Several studies compared presepsin diagnostic power to that of PCT in detecting sepsis in patients presenting at the emergency department (ED) with a documented or suspected infection. Endo and colleagues demonstrated similar AUCs for presepsin and for PCT, 0.908 and 0.905, respectively, in their ability to differentiate between patients with bacterial and non-bacterial infections [21]. In another study the AUC of presepsin was lower than PCT (0.70 vs. 0.87) in a cohort of septic patients [20], even if presepsin was able to significantly differentiate sepsis from SIRS (p=0.02), and severe sepsis/septic shock from SIRS (p<0.001). In contrast to the latter study, Liu et al. reported that presepsin is a very powerful biomarker, superior to PCT for the diagnosis of sepsis and severe sepsis (AUC for presepsin and PCT were 0.82 and 0.72, respectively, in the case of sepsis and 0.84 and 0.74 in the case of severe sepsis) [19].
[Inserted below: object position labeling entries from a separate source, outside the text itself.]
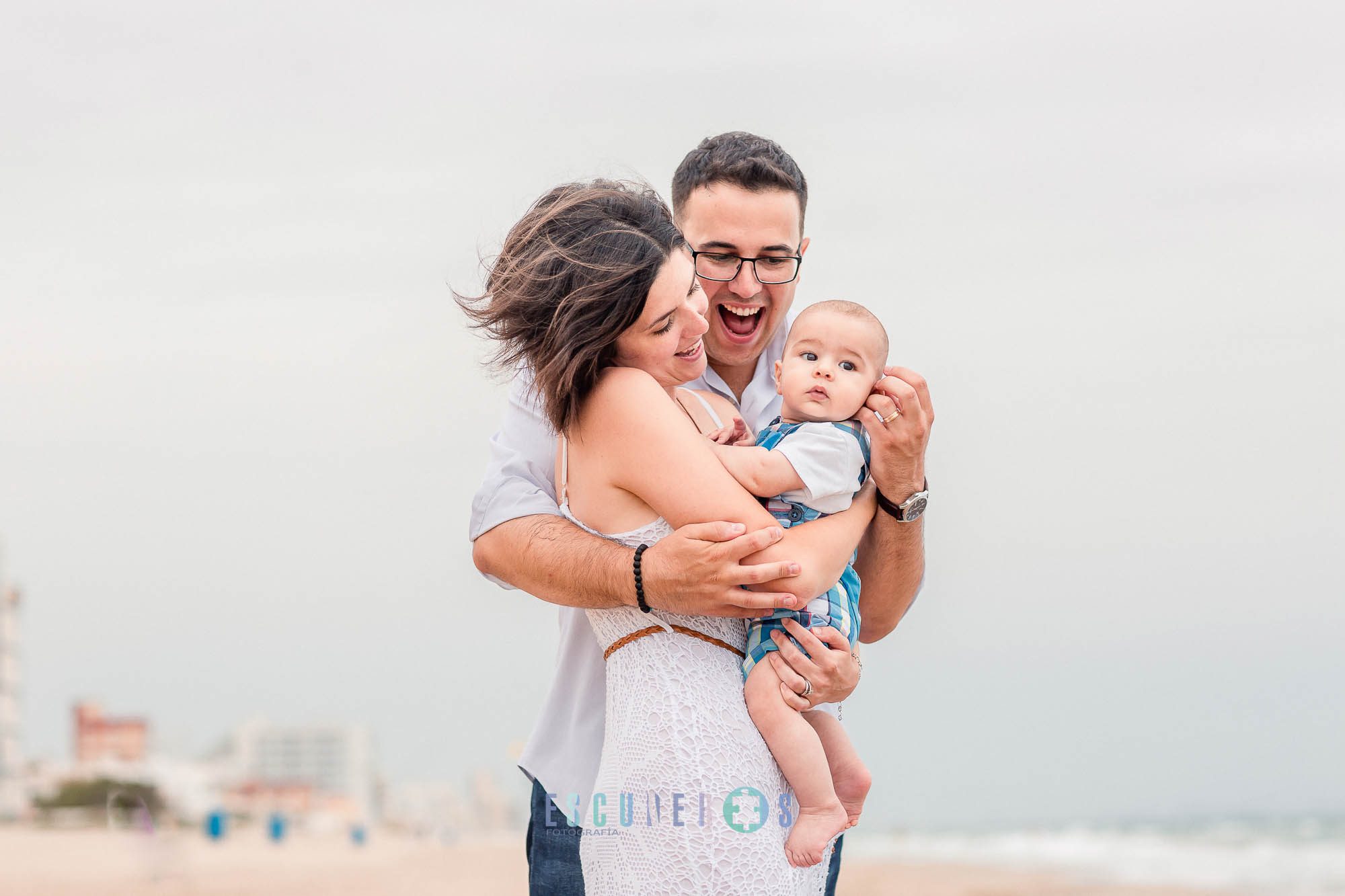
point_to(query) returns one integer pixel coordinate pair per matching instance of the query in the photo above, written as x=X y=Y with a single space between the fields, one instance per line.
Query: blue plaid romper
x=840 y=607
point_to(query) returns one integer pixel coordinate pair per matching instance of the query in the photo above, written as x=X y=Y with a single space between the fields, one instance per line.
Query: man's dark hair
x=743 y=159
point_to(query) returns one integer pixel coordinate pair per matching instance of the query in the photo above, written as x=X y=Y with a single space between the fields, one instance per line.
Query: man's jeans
x=553 y=853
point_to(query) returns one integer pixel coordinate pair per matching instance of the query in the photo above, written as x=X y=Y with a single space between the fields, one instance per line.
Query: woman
x=595 y=291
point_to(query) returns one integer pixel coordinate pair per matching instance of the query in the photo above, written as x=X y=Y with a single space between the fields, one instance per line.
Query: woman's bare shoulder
x=723 y=407
x=621 y=393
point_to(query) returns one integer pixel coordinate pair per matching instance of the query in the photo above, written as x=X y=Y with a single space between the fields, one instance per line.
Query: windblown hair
x=743 y=159
x=574 y=274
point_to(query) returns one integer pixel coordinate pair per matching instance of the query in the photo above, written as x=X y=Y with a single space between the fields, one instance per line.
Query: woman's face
x=666 y=341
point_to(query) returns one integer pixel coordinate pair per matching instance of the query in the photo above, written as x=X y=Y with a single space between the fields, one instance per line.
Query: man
x=738 y=198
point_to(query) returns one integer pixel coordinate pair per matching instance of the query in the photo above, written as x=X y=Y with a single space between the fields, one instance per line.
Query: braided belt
x=683 y=630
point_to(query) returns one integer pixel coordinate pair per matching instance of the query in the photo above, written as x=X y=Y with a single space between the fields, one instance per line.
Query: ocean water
x=1281 y=857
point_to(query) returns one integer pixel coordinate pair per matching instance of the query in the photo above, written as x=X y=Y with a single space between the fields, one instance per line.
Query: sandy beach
x=77 y=862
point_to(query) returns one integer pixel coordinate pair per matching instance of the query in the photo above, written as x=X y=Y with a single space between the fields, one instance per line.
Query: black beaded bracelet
x=640 y=583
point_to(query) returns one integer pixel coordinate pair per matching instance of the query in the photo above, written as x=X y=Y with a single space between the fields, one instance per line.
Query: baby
x=810 y=462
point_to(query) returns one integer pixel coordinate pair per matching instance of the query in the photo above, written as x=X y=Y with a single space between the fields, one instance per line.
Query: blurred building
x=13 y=790
x=100 y=737
x=329 y=766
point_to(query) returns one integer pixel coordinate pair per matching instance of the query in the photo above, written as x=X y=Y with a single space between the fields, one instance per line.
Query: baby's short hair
x=851 y=310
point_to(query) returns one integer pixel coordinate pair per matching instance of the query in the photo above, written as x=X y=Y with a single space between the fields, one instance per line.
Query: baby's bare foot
x=852 y=787
x=812 y=831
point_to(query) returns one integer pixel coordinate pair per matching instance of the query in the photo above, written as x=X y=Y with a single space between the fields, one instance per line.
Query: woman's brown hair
x=572 y=275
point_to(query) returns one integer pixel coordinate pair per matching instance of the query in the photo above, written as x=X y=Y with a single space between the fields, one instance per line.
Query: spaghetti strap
x=705 y=404
x=566 y=464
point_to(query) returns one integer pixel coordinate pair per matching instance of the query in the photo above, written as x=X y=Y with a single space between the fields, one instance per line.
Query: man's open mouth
x=740 y=322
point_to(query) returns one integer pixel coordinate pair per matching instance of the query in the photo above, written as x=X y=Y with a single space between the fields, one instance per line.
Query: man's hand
x=699 y=568
x=735 y=434
x=833 y=669
x=898 y=447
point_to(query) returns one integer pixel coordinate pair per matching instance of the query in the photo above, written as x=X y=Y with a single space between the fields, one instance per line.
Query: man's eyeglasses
x=770 y=270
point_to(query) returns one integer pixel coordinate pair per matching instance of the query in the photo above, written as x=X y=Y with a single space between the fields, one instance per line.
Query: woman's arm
x=649 y=448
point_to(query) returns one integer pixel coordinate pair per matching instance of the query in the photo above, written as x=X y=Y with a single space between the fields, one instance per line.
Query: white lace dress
x=677 y=724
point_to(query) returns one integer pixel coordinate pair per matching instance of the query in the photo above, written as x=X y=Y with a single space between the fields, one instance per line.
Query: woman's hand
x=833 y=669
x=736 y=434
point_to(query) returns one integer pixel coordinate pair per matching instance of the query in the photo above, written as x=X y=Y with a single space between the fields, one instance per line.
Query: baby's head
x=833 y=356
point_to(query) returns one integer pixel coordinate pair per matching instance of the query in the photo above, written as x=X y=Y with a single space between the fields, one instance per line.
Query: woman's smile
x=693 y=353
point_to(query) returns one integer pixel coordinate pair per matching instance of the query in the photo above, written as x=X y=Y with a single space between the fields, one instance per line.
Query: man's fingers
x=762 y=602
x=793 y=655
x=757 y=573
x=832 y=637
x=794 y=700
x=755 y=541
x=919 y=384
x=793 y=680
x=806 y=638
x=719 y=530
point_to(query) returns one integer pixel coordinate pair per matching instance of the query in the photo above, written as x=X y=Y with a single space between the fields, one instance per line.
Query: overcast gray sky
x=241 y=419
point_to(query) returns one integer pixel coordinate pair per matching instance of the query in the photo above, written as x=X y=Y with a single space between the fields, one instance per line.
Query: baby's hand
x=734 y=435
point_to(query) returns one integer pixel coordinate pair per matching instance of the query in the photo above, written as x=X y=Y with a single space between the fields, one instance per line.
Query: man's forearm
x=891 y=565
x=822 y=548
x=555 y=560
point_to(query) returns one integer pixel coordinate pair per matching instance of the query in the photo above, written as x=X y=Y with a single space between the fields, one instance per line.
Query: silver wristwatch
x=910 y=509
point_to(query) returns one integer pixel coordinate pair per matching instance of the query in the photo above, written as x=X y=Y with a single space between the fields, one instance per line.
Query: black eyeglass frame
x=798 y=266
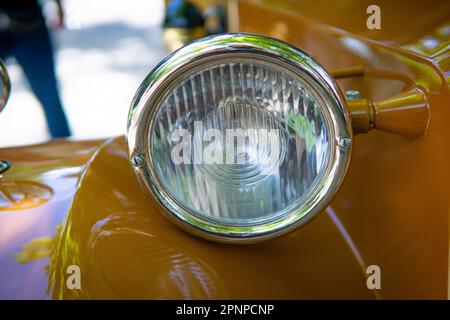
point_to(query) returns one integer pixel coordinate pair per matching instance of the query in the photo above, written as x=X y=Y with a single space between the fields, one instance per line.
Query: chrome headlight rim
x=205 y=51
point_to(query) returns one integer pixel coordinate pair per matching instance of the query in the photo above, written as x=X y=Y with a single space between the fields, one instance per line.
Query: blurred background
x=102 y=54
x=102 y=51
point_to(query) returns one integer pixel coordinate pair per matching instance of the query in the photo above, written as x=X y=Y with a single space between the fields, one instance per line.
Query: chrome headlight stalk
x=285 y=168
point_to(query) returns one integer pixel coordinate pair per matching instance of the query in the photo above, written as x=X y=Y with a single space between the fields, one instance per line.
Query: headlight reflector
x=241 y=137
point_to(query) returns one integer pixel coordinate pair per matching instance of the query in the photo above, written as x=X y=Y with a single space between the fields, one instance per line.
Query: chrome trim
x=144 y=108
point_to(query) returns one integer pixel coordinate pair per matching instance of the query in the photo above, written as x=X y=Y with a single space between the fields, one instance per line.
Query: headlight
x=240 y=137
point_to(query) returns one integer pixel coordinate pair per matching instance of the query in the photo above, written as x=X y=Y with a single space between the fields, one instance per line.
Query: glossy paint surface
x=35 y=195
x=394 y=202
x=392 y=209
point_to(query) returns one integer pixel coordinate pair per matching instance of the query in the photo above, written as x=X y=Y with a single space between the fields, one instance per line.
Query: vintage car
x=357 y=98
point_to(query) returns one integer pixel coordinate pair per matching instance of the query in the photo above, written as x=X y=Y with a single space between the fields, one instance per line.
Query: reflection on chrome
x=261 y=179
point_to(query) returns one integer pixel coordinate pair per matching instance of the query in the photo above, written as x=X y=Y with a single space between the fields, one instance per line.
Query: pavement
x=102 y=55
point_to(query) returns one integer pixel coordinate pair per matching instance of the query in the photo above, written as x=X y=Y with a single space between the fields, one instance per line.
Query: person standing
x=24 y=36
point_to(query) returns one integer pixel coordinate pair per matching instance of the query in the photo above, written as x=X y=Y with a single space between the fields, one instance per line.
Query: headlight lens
x=240 y=137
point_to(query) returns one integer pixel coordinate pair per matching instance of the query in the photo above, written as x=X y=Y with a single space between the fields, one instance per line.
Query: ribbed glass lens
x=240 y=142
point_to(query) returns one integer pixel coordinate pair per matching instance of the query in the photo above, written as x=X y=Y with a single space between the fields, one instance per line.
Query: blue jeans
x=33 y=51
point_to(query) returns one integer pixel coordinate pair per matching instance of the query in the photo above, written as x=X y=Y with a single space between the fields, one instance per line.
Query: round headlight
x=240 y=137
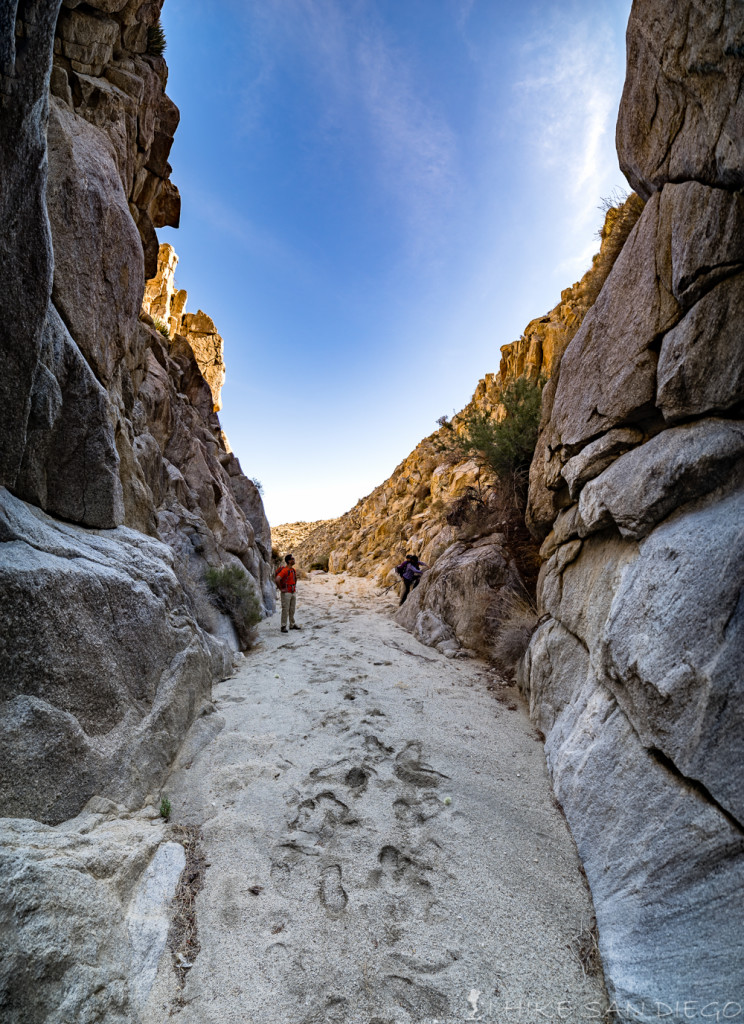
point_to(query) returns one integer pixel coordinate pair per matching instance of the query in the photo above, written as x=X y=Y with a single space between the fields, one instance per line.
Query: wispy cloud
x=369 y=97
x=568 y=102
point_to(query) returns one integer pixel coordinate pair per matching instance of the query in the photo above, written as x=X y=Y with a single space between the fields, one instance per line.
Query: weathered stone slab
x=96 y=700
x=664 y=864
x=682 y=114
x=649 y=482
x=98 y=263
x=701 y=364
x=671 y=648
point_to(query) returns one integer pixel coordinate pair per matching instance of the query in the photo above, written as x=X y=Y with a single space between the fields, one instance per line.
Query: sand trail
x=381 y=838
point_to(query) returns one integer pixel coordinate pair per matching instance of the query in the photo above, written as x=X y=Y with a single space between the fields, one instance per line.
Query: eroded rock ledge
x=638 y=489
x=117 y=487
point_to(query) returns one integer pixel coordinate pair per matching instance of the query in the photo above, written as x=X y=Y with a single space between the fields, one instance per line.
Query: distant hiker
x=410 y=572
x=287 y=582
Few studies evaluated the role of presepsin in predicting the presence of bacteriemia. An Italian study evaluated this relationship in a surgical population (cadaveric-donor organ transplant recipients and abdominal surgery patients). Novelli et al. showed that high presepsin concentrations could indicate the presence of an infection despite clinical absence of septic signs and symptoms when a blood test for presepsin was performed. The presence of infection was confirmed days after study enrollment by positive blood cultures [24]. Some authors found that CRP, PCT and presepsin serum values were significantly higher in the bacteremic population without any differences among the blood culture-positive, -negative and mixed flora groups [7]. In a pediatric oncology population with febrile neutropenia, PCT levels were significantly higher in the sepsis/bacteriemia group (where infections were further confirmed with positive blood cultures) compared to the fever of unknown origin (FUO) group (with negative blood cultures) whereas presepsin concentrations did not differ between the two groups [25].

Recent studies compared presepsin values to Sequential Organ Failure Assessment (SOFA) and Acute Physiology and Health Evaluation (APACHE) II scores in patients with sepsis, finding a close correlation between plasma biomarker levels and the severity of the scores [16]. Endo and colleagues confirmed previous studies: presepsin levels correlated with the sepsis diagnosis at hospital admission and with the monitoring of sepsis during the follow-up. During follow-up, marker serum levels were associated with the decreasing trend in SOFA and APACHE II, while other tested biomarkers (such as PCT and CRP) were not [26]. Ulla et al. found a significant correlation only between presepsin values at the first medical evaluation in ED and SOFA scores [20].

The potential influence of presepsin in sepsis-induced disseminated intravascular coagulation (DIC) was studied by considering 11 variables [antithrombin activity, coagulative protein C, thrombomodulin, platelet counts, prothrombin time-international normalized ratio, D-dimer, presepsin, PCT, IL-6, CRP and white blood cell (WBC) count]: presepsin and coagulative protein C (PC) was the best association to predict the severity of sepsis-induced DIC. The AUCs for the combination of presepsin and PC in the patients with and without sepsis and DIC were 0.913 and 0.880, respectively [27].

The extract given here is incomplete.